Please do not edit or alter this article in any way while this template is active. All unauthorized edits may be reverted on the admin's discretion. Propose any changes to the talk page.
Selenism (/səˈliːnɪsəm/) is a monotheistic religion based on the life and teachings of the goddess Selene, ruler of Luna, who serves as the focal point of the religion. It is the fifth most common religion in the world with a large concentration of Selenii followers in the middle east and Mediterranean region. Modern Seleniis believe that the creator God gave birth to Selene to watch over his creations on earth from the ‘clouds of Luna’ believed to be the holy land beyond Earth,
Selenic theology is categorised by chapters, marking the life of the Daughter of God from her tasks on Earth to her spiritual ascendance to Luna. The holy book, ‘The Chapters of Selene’ was first compiled in the 2nd Century B.C.E. by Grecian philosophers and the practice of the faith exploded when the Romans determined Selenism the state religion.
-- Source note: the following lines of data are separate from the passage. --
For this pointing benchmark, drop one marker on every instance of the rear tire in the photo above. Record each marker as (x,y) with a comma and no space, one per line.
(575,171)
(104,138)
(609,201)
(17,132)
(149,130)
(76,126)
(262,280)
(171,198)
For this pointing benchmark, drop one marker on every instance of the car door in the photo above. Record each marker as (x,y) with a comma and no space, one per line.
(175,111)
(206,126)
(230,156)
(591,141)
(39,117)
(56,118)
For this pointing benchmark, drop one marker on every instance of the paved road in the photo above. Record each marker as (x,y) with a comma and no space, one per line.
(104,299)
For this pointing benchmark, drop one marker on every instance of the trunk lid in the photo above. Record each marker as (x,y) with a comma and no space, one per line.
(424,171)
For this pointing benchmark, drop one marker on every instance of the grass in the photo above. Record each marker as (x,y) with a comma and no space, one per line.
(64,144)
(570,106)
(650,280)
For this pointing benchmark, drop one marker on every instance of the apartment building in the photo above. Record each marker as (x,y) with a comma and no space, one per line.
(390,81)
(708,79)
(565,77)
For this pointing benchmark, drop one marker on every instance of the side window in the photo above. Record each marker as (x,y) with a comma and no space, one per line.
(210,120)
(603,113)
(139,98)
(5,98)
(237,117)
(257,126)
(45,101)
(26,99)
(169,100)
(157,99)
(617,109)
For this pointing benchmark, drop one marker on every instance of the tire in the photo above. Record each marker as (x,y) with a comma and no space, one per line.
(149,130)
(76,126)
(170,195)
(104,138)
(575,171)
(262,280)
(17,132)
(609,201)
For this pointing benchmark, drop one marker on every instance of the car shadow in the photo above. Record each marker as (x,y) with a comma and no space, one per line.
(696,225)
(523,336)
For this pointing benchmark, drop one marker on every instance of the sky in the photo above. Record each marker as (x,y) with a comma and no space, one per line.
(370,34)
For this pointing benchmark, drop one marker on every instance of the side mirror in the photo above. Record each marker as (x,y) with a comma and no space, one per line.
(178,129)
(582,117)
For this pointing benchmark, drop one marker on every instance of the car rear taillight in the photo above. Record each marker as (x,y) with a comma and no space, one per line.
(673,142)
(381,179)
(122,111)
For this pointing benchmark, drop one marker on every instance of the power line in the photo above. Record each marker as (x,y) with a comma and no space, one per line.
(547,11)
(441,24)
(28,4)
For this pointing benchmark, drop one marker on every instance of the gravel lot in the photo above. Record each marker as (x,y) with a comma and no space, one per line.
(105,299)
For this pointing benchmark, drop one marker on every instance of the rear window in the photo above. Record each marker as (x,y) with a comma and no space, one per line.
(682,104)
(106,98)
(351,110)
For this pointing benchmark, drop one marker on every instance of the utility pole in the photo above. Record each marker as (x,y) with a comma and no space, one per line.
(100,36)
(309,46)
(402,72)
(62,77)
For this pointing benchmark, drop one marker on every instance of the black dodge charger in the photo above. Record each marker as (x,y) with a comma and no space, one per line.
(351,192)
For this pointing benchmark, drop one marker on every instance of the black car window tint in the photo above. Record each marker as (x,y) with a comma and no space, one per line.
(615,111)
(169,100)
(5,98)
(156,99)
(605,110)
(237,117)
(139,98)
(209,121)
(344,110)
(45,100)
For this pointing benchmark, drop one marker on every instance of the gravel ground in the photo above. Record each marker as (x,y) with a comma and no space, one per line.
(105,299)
After the rise of Christianity and the partition of the Roman empire, Selenism was almost eradicated in the Western Roman Empire but still thrived in the Byzantine empire. Selenism took a second blow during the spread of Islam and was almost completely extinct by the time the ottomans came to power. In modern times Selenism is the fifth leading religion in the world with a handful of states considering it the state religion, but hardly as influential as it once was during antiquity.
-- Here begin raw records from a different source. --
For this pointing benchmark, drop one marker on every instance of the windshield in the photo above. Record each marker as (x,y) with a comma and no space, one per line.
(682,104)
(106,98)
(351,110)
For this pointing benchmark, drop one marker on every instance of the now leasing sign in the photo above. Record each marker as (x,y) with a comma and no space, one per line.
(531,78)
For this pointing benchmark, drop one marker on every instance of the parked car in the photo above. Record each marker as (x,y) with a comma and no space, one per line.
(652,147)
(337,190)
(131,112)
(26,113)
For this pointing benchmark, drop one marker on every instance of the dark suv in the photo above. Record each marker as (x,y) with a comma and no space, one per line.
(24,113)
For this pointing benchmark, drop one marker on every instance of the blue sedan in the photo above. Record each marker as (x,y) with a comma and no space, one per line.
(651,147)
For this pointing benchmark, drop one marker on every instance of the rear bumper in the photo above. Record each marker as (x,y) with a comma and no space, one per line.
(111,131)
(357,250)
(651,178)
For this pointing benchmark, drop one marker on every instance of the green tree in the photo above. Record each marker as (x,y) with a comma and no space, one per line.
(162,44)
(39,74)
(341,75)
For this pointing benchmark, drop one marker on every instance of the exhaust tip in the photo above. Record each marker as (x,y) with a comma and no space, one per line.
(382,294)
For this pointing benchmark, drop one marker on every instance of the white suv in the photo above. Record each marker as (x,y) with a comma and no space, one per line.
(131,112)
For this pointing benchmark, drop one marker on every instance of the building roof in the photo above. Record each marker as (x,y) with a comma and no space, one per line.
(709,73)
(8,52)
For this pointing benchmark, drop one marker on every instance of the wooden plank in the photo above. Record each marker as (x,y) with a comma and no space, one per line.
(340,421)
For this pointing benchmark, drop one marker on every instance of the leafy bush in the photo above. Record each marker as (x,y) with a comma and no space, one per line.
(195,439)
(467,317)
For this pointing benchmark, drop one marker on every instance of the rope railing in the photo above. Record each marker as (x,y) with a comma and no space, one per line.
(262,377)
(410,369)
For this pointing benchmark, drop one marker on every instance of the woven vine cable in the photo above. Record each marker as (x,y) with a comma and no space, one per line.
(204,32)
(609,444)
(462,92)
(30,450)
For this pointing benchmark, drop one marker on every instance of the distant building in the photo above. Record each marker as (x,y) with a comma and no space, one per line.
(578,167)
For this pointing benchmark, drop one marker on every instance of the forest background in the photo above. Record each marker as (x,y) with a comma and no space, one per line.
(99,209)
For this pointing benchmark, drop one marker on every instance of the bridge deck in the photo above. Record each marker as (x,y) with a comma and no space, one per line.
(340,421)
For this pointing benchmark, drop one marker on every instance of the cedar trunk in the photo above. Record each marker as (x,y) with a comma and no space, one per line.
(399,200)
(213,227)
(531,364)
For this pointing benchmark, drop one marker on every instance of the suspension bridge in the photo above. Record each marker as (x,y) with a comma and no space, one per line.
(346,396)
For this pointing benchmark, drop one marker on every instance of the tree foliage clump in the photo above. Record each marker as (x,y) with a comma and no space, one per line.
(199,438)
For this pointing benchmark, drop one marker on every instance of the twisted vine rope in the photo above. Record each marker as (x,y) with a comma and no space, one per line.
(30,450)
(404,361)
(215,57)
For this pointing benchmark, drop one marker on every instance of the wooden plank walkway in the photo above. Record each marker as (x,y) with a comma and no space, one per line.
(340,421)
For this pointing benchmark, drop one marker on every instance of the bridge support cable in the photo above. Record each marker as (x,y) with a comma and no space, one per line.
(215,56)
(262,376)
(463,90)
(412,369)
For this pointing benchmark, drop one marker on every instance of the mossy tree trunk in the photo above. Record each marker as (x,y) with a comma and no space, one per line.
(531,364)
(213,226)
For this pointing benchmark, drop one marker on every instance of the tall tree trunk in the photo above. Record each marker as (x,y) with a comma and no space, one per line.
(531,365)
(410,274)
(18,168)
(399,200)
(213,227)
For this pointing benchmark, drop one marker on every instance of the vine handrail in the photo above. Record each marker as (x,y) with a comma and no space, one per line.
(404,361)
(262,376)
There are three main branches of Selenism in the world that had slight differences that overtime have developed into distinct sects and creeds. The Oldest branch known as Classical Selenism is mostly practiced in the south-eastern Mediterranean and Balkan states and is closest to the earliest practice of Selenism. Second is the Northern Selenism which is prominent in Germanic states and involves more roman influences than classical Selenism. The third and Most Common is Islamic Selenism and is considered an endangered religion. Considered a ‘hybrid religion’ of sorts, it is mostly found in North Africa, the Middle East and the Western Mediterranean and features much more Islamic influences than Classical Selenism.
Within Classical Selenism there was a belief that the daughter of God, Selene, had descended from Luna a young woman to Earth to face trials of faith that would spiritually enlighten her. Most Classical forms agree on the trials; Devotion, Charity, Diligence, Prayer, Pilgrimage however slight details of the trials are different due to the regional differences of Selenism.
The Chapters of Selenism
I - Faith
|And lo when The Young Goddess awoke, a cry brought forth from her for naught was she surrounded by the splendour of God’s Palace but with humble earth and wood.
Unto the heavens The Young Goddess pleaded O’ who is of heart so cruel that condemn a Goddess to this earthen prison?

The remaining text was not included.